The Horror, The Horror

America no longer has a Bible Belt.

The sea of Red washing over the vast heartland on the map of the world’s bloated superpower indicates she is dressed now in Bible Bib-Overalls.

How else to explain Tuesday’s election?

Millions of the nation’s average, regular bargain shoppers seem to have voted against their economic self interest, against all logic, and against any reasonable assessment of the man’s executive abilities, returning George W. Bush to the White House –on the theory that he represents their “moral values.” He said “the right God” speaks to him, and nearly sixty million people believed.

Who would have thought it has to get even worse before it gets better? But that is apparently what must happen.

Young Americans and countless innocent people in Iraq (and, where next: Syria? Iran? North Korea?) must continue dying to swaddle the world in the comforting robes of democracy and “freedom.” The American working class must continue to watch jobs move to India, China, Mexico, and any other place where a buck twenty-five an hour is welcomed as a prince’s wage.
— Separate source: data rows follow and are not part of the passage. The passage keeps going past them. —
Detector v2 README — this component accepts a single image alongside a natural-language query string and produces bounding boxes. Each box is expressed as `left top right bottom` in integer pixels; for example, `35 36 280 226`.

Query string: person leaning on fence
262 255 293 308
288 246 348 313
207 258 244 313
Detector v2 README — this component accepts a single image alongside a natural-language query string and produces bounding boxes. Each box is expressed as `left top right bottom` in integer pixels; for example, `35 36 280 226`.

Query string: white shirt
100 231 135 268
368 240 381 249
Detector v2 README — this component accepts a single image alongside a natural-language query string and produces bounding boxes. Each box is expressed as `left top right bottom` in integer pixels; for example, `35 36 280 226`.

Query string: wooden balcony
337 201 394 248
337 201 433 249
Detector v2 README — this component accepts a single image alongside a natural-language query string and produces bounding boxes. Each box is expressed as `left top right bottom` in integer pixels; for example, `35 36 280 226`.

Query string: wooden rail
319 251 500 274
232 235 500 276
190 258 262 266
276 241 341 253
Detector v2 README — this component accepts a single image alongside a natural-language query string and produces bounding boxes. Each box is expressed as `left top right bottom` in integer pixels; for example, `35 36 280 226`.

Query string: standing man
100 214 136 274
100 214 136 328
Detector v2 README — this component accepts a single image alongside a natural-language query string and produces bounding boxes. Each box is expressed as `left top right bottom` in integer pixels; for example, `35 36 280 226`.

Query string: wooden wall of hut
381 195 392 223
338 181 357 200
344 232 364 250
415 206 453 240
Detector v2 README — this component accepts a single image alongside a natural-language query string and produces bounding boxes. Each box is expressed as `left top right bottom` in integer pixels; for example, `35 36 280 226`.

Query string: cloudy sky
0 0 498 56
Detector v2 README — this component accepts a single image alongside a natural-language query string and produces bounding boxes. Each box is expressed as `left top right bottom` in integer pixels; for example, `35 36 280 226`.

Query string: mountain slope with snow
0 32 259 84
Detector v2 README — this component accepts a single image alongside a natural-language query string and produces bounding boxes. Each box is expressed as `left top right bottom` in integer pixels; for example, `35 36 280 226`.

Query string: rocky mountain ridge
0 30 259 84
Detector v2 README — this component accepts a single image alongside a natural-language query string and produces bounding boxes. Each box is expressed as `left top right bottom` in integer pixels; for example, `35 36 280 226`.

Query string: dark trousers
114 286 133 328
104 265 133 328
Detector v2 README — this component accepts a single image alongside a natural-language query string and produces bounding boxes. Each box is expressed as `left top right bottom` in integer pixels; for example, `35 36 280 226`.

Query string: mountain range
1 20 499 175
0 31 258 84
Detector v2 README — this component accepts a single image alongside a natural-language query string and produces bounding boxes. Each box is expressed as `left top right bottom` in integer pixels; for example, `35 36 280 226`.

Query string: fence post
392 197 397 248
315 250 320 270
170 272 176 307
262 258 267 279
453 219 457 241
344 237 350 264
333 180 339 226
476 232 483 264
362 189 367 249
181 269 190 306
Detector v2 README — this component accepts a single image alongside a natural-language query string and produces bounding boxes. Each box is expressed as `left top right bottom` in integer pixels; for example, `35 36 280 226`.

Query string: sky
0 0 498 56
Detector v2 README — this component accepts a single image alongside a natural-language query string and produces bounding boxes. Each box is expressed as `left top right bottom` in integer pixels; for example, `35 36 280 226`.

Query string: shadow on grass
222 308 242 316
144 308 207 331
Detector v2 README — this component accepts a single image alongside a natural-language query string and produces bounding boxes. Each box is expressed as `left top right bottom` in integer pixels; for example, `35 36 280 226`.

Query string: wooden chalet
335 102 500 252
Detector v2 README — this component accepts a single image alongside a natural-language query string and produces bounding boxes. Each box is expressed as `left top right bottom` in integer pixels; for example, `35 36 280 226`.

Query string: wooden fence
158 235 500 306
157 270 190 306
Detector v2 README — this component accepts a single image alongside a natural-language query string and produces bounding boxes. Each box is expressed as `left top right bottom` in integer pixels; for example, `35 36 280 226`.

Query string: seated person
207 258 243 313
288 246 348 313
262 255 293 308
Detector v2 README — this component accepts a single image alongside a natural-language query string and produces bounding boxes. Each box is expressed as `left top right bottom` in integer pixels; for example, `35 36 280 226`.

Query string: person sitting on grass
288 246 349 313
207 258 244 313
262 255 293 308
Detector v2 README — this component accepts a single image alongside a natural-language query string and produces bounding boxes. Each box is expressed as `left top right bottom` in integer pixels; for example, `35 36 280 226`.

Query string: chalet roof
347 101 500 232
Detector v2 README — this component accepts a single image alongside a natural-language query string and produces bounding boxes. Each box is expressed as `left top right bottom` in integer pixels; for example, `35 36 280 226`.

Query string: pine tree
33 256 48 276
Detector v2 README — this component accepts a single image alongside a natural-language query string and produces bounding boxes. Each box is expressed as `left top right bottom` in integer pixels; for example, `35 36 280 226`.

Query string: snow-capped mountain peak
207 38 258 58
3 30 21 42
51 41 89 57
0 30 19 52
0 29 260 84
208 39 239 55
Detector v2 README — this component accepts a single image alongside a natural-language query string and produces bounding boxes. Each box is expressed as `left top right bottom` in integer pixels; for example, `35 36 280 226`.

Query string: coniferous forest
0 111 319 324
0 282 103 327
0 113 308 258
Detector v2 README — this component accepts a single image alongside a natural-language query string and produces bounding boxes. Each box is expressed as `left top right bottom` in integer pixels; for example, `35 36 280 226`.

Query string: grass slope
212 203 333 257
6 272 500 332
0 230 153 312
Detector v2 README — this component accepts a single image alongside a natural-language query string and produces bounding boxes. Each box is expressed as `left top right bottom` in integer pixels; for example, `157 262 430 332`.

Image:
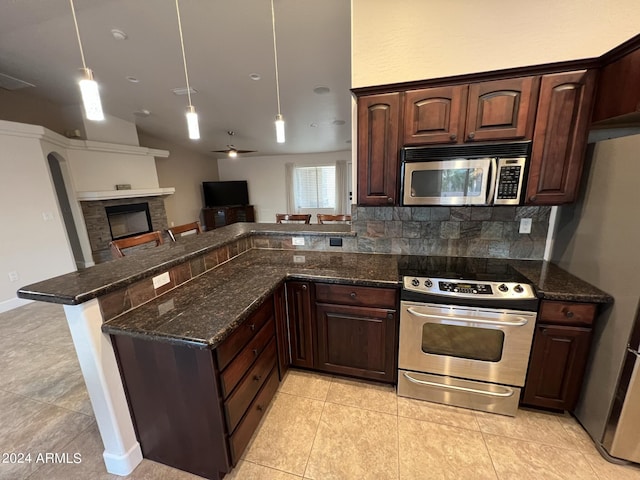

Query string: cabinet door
315 303 397 383
357 93 401 205
522 324 592 411
466 77 538 142
526 70 596 205
273 284 290 379
286 281 314 368
403 86 468 145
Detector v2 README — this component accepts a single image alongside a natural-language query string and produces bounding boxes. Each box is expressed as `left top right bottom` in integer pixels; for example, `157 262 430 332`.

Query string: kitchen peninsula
17 223 611 479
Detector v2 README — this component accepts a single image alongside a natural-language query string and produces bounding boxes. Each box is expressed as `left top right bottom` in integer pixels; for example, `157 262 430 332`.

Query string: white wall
83 113 140 146
352 0 640 87
140 132 220 227
0 131 76 311
218 151 351 223
65 148 160 192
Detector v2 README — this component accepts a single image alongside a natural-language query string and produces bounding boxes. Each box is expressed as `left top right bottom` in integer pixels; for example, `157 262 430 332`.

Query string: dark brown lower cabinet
273 283 290 379
315 303 397 383
111 296 279 480
522 324 592 411
286 281 314 368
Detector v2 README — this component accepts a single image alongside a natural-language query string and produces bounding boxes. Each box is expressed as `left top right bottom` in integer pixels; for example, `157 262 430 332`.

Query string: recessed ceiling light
111 29 128 40
313 86 330 95
332 120 346 126
249 73 261 81
310 122 318 128
134 109 151 117
126 76 139 83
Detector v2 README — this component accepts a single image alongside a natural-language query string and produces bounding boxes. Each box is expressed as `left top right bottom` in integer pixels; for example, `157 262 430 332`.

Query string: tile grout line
0 385 95 419
242 459 305 479
300 376 333 479
477 427 502 480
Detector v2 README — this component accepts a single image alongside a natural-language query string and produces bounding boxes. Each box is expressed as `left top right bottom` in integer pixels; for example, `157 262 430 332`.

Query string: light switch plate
292 237 305 246
519 218 532 234
152 272 171 289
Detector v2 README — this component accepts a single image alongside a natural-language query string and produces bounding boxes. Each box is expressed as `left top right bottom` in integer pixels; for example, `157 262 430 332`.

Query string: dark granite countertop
511 261 613 304
101 249 400 349
17 223 353 305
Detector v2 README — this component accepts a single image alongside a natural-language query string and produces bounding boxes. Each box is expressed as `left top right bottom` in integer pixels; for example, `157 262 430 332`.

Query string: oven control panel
404 276 536 300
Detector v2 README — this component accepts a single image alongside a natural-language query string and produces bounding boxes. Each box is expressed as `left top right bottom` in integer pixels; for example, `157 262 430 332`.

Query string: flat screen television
203 181 249 207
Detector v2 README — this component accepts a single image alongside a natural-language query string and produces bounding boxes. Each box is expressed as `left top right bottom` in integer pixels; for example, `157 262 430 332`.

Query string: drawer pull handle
249 324 256 331
252 348 258 356
302 285 308 291
450 133 457 141
350 292 357 298
253 374 262 382
565 310 574 318
256 404 264 412
467 132 475 140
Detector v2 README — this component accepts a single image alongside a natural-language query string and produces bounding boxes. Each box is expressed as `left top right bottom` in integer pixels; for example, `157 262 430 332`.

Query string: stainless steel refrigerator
552 134 640 463
597 306 640 462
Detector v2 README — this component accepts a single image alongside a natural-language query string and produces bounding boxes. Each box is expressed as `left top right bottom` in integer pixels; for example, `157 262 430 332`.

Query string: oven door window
422 323 505 362
411 167 484 199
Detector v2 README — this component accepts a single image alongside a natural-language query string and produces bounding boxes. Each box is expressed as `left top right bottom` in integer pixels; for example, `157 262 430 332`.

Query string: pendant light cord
270 0 281 115
175 0 193 107
69 0 87 70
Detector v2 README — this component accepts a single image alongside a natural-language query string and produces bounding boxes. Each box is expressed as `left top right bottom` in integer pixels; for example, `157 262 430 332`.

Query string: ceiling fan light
275 114 285 143
79 69 104 121
228 149 238 158
186 105 200 140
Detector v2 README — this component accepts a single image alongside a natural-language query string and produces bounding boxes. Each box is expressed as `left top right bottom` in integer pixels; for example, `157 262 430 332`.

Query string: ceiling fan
211 131 256 158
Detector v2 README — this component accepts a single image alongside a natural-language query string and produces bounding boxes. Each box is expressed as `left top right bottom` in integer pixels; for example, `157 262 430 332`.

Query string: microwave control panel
494 157 526 205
Healthcare and education must continue their retreat into the realm of those with the ability to pay for them. And those with the ability to pay must continue to dwindle, as the value of the currency with which they do so becomes a joke.

The earth’s air and water must continue to be fouled and diminished by the blind imperatives of “growth” and “progress,” while the climate continues to grow warmer; unspoiled habitats must continue to vanish under industry’s rapacious lust for oil and timber.

Fifty years of work for social and economic justice, together with over a hundred years of effort to bring racial and gender equity to America, must continue to be undermined and demonized, and the very Liberty on which the country was founded must continue to erode before, well, before what?

Therein lies the great mystery behind Tuesday’s near-record turnout.

It is somewhat instructive to note that an election billed by both sides as “the most important of our lives” failed to generate greater voter participation than did the election of 1964, when more people than ever before handed Lyndon Johnson a landslide victory over the father of the modern conservative movement, Barry Goldwater.

We live in a land of such vast and unrelenting apathy (as well as despair) that an election of such momentous import as this one still failed to get sixty percent of eligible voters to the polls.

Will this election mark the watershed moment when the spirit of liberalism, a defining quality of American polity for most of our brief history, is rekindled? Howard Dean, Dennis Kucinich, MoveOn, and America Coming Together are certainly not going away, and the second Bush administration is sure to provide impetus for raising the ire of nearly 55 million Kerry voters in these next four years.

Will it mark our final descent into a society of heartless intolerance, unthinking conformity, and fearful rage at our multiplying “enemies”? One never knows, but Dick Cheney is already speaking of having been handed a “mandate” on Tuesday, and the likelihood is that Mr. Bush will have the opportunity to appoint as many as four justices to the U.S. Supreme Court during his second term.

There are those who will deny that America has abdicated her authority to theocratic fundamentalists, will deny the split between her secular realists and her faith-based idealists.

At this stage it remains unclear just what power “the people” retain in the land of the free and the home of the brave, or whether bib-overalls are the appropriate costume in which to exercise it.